Holz, qui, malgré son culte sincère et batailleur pour le génie de Beethoven, le jugeait souvent, d’un esprit superficiel, et qui ne cachait pas son très peu de goût pour les fugues, disait à Beethoven, peut-être pour le flatter (ou pour mettre un terme à sa quatromanie), que son dernier quatuor (en si bémol) était le plus beau des trois. Mais Beethoven lui répondait :

— « Chacun dans son genre ! L’art veut que nous ne restions pas à la même place. Vous connaîtrez (bientôt) un nouveau genre de la conduite des parties ; et quant à l’imagination, Dieu merci ! nous en manquons moins que jamais ![1] »

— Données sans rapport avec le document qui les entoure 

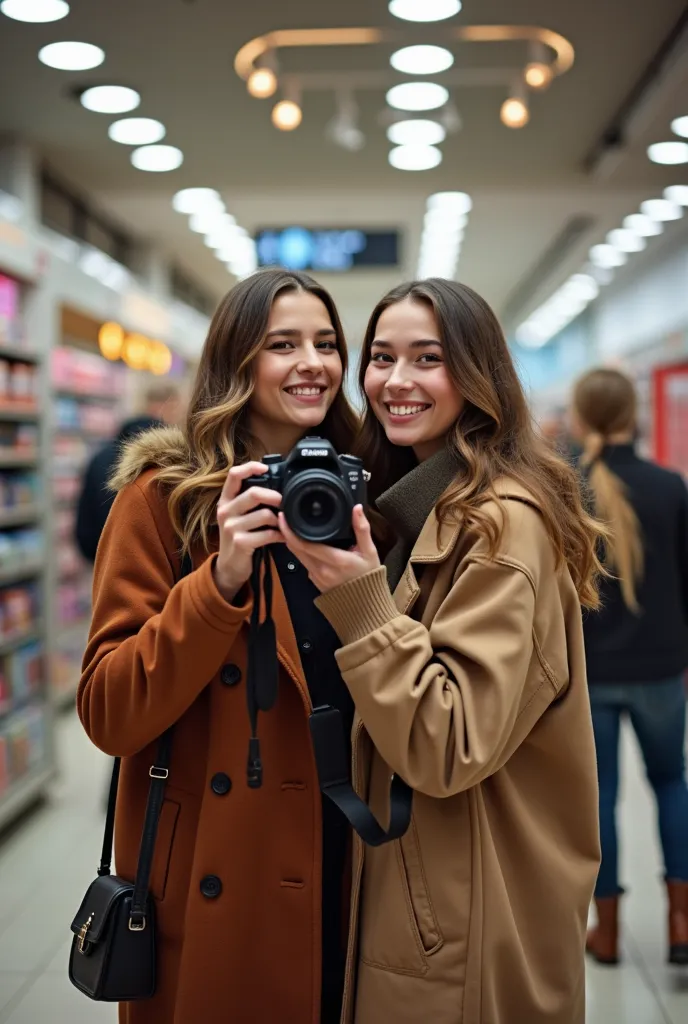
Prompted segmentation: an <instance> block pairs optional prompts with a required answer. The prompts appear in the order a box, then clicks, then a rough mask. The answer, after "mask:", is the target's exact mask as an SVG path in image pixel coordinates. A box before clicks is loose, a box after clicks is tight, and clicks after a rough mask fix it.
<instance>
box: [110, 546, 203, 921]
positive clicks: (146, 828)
mask: <svg viewBox="0 0 688 1024" xmlns="http://www.w3.org/2000/svg"><path fill="white" fill-rule="evenodd" d="M192 569H193V564H192V562H191V558H190V556H189V555H188V554H184V556H183V557H182V559H181V562H180V567H179V579H180V580H181V579H183V577H185V575H188V573H189V572H191V571H192ZM173 728H174V727H173V726H172V727H170V728H169V729H168V730H167V731H166V732H165V733H163V735H162V736H161V738H160V742H159V744H158V752H157V755H156V763H155V765H152V766H150V769H149V771H148V775H149V776H150V788H149V790H148V800H147V804H146V807H145V818H144V821H143V831H142V834H141V845H140V848H139V853H138V866H137V868H136V881H135V884H134V894H133V897H132V901H131V911H130V916H129V927H130V928H131V930H132V931H143V929H144V928H145V906H146V902H147V897H148V884H149V880H150V868H152V865H153V855H154V852H155V847H156V837H157V835H158V823H159V821H160V812H161V809H162V806H163V799H164V797H165V783H166V781H167V777H168V775H169V768H170V756H171V753H172V730H173ZM121 764H122V759H121V758H115V763H114V765H113V775H112V778H111V782H110V794H109V797H107V813H106V816H105V831H104V836H103V840H102V853H101V856H100V866H99V867H98V874H99V876H102V874H110V872H111V867H112V862H113V839H114V836H115V810H116V806H117V791H118V788H119V780H120V769H121Z"/></svg>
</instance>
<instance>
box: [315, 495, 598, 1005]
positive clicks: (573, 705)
mask: <svg viewBox="0 0 688 1024" xmlns="http://www.w3.org/2000/svg"><path fill="white" fill-rule="evenodd" d="M497 489H498V496H499V500H498V501H491V502H489V503H487V504H485V505H484V506H483V508H484V510H485V511H486V512H487V513H488V514H490V515H492V516H493V517H494V519H496V520H497V521H501V520H502V518H503V517H504V520H505V522H506V529H505V534H504V538H503V541H502V544H501V547H500V550H499V553H498V556H497V558H496V559H490V558H489V557H487V552H486V545H485V542H484V540H483V539H481V538H479V537H477V536H476V535H475V534H473V532H471V531H470V530H467V529H465V528H463V526H462V523H461V522H459V523H457V524H456V525H446V526H443V527H442V529H441V530H440V534H439V539H438V531H437V520H436V517H435V515H434V512H433V513H431V514H430V516H429V518H428V519H427V521H426V523H425V526H424V527H423V529H422V531H421V535H420V537H419V538H418V540H417V542H416V545H415V547H414V550H413V552H412V555H411V561H410V563H408V564H407V566H406V569H405V572H404V574H403V575H402V578H401V580H400V582H399V584H398V586H397V587H396V589H395V591H394V595H393V597H392V595H391V594H390V591H389V587H388V586H387V581H386V577H385V569H384V568H382V569H377V570H375V571H374V572H370V573H368V574H367V575H364V577H361V578H359V579H358V580H354V581H351V582H350V583H348V584H345V585H343V586H342V587H339V588H337V589H335V590H333V591H330V592H329V593H328V594H326V595H324V596H321V597H320V598H318V600H317V604H318V606H319V607H320V609H321V610H322V611H324V612H325V613H326V615H327V616H328V617H329V618H330V621H331V623H332V624H333V626H334V627H335V628H336V629H337V632H338V633H339V636H340V639H341V640H342V643H343V644H344V646H343V647H342V648H341V650H340V651H339V652H338V655H337V659H338V662H339V667H340V669H341V671H342V675H343V677H344V680H345V682H346V684H347V686H348V687H349V689H350V691H351V694H352V696H353V698H354V701H355V703H356V709H357V713H358V717H357V722H356V724H354V743H353V765H354V781H355V785H356V788H357V790H358V792H359V793H361V794H362V795H365V796H367V797H368V799H369V800H370V803H371V806H372V808H373V810H374V811H375V812H376V814H377V815H378V816H379V817H381V818H384V817H385V814H386V805H387V802H388V795H389V779H390V774H391V772H393V771H396V772H398V773H399V774H400V775H401V777H402V778H404V779H405V780H406V781H407V782H408V783H410V784H411V785H412V786H413V787H414V790H415V791H416V793H415V797H414V819H413V822H412V826H411V828H410V830H408V833H407V834H406V836H404V837H403V839H402V840H401V841H400V842H397V843H393V844H389V845H388V846H383V847H379V848H377V849H370V848H365V849H363V848H362V845H361V844H360V843H359V842H356V844H355V851H354V874H353V891H352V900H351V905H352V919H351V920H352V927H351V929H350V940H349V941H350V947H349V962H348V967H349V970H348V974H347V981H348V985H347V994H346V997H345V1008H344V1018H343V1019H344V1021H345V1022H346V1024H388V1022H389V1024H425V1022H427V1024H583V1022H584V1020H585V1013H586V1010H585V966H584V945H585V933H586V921H587V915H588V907H589V904H590V900H591V898H592V894H593V887H594V885H595V879H596V876H597V869H598V864H599V839H598V819H597V776H596V767H595V749H594V742H593V731H592V723H591V715H590V703H589V698H588V687H587V681H586V669H585V654H584V644H583V628H582V620H580V606H579V603H578V599H577V596H576V593H575V589H574V587H573V584H572V582H571V578H570V575H569V573H568V571H566V570H565V569H563V570H560V571H558V570H557V569H556V566H555V559H554V552H553V549H552V545H551V543H550V541H549V538H548V536H547V534H546V530H545V525H544V521H543V518H542V516H541V514H540V512H539V510H537V508H536V504H535V503H534V502H533V501H532V499H531V498H530V496H529V495H528V494H527V492H525V490H524V489H523V488H522V487H521V486H520V485H519V484H517V483H515V482H514V481H510V480H503V481H500V483H499V484H498V488H497ZM354 979H355V983H354Z"/></svg>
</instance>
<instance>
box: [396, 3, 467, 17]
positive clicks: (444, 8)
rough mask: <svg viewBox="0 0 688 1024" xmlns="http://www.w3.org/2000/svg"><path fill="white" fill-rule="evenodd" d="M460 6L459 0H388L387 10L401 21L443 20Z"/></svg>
mask: <svg viewBox="0 0 688 1024" xmlns="http://www.w3.org/2000/svg"><path fill="white" fill-rule="evenodd" d="M461 8H462V3H461V0H390V2H389V12H390V14H393V15H394V17H399V18H401V20H403V22H443V20H444V19H445V18H447V17H454V16H455V14H458V13H459V11H460V10H461Z"/></svg>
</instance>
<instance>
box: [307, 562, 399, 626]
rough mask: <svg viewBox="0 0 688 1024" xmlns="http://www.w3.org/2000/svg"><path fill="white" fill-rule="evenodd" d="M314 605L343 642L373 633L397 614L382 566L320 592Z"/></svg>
mask: <svg viewBox="0 0 688 1024" xmlns="http://www.w3.org/2000/svg"><path fill="white" fill-rule="evenodd" d="M315 604H316V605H317V607H318V608H319V609H320V611H321V612H322V614H324V615H325V617H326V618H327V620H328V621H329V622H330V624H331V626H332V627H333V629H334V630H335V631H336V633H337V635H338V637H339V639H340V640H341V641H342V643H343V644H348V643H354V642H355V641H356V640H360V639H361V638H362V637H364V636H368V635H369V633H375V631H376V630H379V629H380V627H382V626H385V625H386V624H387V623H389V622H391V621H392V618H396V617H397V615H399V614H400V611H399V609H398V608H397V607H396V605H395V604H394V599H393V597H392V595H391V592H390V589H389V585H388V584H387V569H386V568H385V566H384V565H381V566H380V567H379V568H377V569H373V570H372V571H371V572H367V573H365V575H362V577H358V578H357V579H356V580H349V581H348V583H343V584H341V585H340V586H339V587H335V588H334V589H333V590H329V591H328V592H327V594H320V596H319V597H316V598H315Z"/></svg>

Remarquons cette affirmation exclusive d’art souverain ! Quelles que soient les préoccupations de sentiment qui alimentent ces derniers quatuors, la préoccupation dominante est celle de l’artiste. Ils sont, en premier lieu, des œuvres d’art, — en second seulement, des Confessions. L’art n’est-il pas, d’ailleurs, pour lui, le plus haut intermédiaire auprès de Dieu, et son messager qui porte aux hommes sa parole ? — Et Dieu lui-même n’est-il pas le grand ménétrier, le maître des sons, l’artiste des artistes ?[2].

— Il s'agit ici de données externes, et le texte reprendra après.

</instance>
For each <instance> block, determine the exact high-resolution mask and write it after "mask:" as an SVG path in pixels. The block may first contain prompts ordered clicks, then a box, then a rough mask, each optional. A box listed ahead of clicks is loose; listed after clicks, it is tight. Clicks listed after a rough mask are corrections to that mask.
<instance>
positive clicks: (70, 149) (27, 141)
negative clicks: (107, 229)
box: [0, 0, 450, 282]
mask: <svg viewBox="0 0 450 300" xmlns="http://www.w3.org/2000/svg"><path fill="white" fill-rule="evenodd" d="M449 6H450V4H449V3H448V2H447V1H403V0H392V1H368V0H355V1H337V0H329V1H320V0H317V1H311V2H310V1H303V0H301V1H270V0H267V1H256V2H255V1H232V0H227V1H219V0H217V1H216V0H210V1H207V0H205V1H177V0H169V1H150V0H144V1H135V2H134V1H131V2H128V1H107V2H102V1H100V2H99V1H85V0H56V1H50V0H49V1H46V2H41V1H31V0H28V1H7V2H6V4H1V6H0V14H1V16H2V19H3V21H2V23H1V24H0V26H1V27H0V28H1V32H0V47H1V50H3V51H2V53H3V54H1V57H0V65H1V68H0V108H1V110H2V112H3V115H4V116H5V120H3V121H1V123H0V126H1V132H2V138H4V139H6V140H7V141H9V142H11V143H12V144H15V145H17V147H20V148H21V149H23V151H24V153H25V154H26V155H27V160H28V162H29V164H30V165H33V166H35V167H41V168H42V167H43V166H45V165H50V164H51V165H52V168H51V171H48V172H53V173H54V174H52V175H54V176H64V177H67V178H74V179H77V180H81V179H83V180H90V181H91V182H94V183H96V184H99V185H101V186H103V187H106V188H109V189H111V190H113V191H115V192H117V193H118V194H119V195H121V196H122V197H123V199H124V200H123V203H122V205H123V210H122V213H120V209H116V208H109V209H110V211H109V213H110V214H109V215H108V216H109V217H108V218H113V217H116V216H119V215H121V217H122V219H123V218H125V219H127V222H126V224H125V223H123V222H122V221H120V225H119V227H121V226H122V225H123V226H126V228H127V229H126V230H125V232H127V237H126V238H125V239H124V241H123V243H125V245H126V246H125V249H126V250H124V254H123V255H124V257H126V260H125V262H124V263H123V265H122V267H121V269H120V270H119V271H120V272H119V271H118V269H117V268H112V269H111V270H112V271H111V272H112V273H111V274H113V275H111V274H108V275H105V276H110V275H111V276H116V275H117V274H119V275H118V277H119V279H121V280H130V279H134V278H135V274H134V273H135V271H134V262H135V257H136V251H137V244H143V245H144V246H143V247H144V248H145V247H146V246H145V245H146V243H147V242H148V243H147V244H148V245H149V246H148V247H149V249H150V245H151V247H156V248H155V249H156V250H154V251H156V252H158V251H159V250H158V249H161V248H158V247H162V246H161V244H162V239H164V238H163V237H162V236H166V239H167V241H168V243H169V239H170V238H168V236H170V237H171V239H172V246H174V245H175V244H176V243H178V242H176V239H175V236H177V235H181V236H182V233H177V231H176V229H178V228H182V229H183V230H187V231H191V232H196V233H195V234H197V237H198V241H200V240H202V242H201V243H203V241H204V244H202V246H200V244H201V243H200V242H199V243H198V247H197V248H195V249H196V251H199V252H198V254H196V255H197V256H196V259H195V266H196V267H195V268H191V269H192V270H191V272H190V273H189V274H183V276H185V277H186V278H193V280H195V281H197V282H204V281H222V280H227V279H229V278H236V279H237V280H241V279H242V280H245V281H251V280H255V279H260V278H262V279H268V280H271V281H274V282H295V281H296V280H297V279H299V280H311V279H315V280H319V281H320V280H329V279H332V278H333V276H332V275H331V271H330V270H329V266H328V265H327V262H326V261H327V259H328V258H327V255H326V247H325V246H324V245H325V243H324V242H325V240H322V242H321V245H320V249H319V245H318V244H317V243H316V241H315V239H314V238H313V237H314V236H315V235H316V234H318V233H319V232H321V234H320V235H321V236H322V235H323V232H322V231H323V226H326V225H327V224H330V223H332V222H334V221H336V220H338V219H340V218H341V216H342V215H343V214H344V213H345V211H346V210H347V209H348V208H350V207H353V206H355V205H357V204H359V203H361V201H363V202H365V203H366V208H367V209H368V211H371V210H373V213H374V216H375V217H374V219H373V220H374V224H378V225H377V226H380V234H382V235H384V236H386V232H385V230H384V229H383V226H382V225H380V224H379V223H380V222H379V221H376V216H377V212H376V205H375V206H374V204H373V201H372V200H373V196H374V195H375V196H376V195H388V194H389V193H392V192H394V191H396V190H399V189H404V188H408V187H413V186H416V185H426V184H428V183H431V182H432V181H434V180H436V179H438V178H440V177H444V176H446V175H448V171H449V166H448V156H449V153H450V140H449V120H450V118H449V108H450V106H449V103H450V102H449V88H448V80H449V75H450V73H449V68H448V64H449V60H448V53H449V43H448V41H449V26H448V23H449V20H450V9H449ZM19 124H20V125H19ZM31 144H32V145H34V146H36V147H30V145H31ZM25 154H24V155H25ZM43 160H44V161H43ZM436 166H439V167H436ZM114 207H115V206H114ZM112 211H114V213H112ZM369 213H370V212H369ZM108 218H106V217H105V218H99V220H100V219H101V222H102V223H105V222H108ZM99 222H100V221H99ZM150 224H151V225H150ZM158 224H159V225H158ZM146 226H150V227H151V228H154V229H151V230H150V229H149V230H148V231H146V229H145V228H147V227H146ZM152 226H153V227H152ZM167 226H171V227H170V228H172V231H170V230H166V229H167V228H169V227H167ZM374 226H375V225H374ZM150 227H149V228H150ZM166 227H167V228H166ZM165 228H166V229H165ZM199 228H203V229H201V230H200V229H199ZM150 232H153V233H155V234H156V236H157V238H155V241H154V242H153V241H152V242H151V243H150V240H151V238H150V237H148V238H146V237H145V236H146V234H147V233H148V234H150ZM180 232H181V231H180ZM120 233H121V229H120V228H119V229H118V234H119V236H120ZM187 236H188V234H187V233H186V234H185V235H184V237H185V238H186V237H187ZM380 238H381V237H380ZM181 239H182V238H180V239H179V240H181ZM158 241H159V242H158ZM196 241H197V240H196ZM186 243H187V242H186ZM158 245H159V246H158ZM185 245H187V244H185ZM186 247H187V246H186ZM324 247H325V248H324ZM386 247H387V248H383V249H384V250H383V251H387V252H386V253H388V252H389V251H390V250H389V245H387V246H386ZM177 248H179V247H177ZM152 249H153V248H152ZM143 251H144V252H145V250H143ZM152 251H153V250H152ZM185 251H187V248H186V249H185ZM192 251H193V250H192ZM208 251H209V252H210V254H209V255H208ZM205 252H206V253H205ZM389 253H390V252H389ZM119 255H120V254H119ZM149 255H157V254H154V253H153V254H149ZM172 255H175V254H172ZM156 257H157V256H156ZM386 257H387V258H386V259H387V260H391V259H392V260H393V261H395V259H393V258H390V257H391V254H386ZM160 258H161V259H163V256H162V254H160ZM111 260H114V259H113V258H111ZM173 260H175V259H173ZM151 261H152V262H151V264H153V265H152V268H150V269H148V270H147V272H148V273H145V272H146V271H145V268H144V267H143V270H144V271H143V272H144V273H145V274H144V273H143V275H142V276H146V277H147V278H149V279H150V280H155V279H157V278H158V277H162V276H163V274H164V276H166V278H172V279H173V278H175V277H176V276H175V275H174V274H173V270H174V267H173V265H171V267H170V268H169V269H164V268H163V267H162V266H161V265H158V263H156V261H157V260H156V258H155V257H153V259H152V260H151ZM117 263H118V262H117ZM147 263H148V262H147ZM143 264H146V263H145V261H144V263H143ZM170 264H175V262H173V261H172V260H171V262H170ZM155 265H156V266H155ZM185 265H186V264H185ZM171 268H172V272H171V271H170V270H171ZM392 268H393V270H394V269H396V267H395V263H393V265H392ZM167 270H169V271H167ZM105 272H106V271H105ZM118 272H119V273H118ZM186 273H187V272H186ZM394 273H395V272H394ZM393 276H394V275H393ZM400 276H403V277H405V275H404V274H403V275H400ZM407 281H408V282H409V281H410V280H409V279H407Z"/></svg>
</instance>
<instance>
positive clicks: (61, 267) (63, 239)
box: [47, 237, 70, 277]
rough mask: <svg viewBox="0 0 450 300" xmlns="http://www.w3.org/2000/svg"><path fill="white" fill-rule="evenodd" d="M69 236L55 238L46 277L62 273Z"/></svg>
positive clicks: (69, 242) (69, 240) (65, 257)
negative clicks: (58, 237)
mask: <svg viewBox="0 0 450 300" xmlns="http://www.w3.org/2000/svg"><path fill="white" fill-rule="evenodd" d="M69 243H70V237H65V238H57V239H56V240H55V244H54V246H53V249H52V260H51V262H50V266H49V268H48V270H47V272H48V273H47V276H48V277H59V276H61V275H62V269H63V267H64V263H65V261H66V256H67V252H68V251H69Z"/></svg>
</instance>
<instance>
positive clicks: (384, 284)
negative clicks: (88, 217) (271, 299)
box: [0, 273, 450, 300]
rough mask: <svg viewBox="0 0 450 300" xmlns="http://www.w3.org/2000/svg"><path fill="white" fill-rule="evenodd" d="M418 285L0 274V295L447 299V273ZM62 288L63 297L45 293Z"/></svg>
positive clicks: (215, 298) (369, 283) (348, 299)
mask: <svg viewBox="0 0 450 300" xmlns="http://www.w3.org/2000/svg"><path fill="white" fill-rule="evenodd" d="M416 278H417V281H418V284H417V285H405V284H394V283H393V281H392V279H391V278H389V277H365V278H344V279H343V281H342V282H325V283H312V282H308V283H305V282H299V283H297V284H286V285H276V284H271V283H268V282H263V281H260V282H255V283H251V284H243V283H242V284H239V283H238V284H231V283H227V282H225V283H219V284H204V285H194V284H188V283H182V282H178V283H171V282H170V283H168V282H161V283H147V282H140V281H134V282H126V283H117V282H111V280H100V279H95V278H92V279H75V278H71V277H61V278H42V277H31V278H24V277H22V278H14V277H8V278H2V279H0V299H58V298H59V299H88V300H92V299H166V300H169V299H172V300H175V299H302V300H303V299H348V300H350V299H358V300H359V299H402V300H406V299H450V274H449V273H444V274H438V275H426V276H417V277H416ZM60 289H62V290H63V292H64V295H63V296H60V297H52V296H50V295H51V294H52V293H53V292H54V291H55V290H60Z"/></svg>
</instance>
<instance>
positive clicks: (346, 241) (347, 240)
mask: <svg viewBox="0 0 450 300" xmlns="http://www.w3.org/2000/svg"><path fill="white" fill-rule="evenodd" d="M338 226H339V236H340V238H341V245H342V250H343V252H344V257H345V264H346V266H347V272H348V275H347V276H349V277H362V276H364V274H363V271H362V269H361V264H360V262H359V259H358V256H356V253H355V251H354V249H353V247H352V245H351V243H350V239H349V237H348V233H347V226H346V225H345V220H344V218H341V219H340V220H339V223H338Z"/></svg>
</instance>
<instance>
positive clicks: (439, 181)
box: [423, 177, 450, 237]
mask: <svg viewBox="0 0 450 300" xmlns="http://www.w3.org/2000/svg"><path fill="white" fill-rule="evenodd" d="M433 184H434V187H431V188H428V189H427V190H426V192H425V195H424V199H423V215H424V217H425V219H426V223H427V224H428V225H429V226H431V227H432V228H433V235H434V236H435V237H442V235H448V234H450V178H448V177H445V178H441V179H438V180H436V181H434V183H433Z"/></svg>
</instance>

L’art au-dessus de tout, et seul ! « Seul, l’art divin ! seule-

  1. « Jedes in seiner Art ! Die Kunst will es von uns, dass wir nicht stehen bleiben. Sie werden eine neue Art der Stimmführung bemerken, und an Phantasie felhts, Gottlob, weniger als je zuvor… »

    Conversation de Holz avec Lenz, reproduite par Thayer.

  2. Voir, à l’Épilogue de « Finita Comedia », la Religion de Beethoven.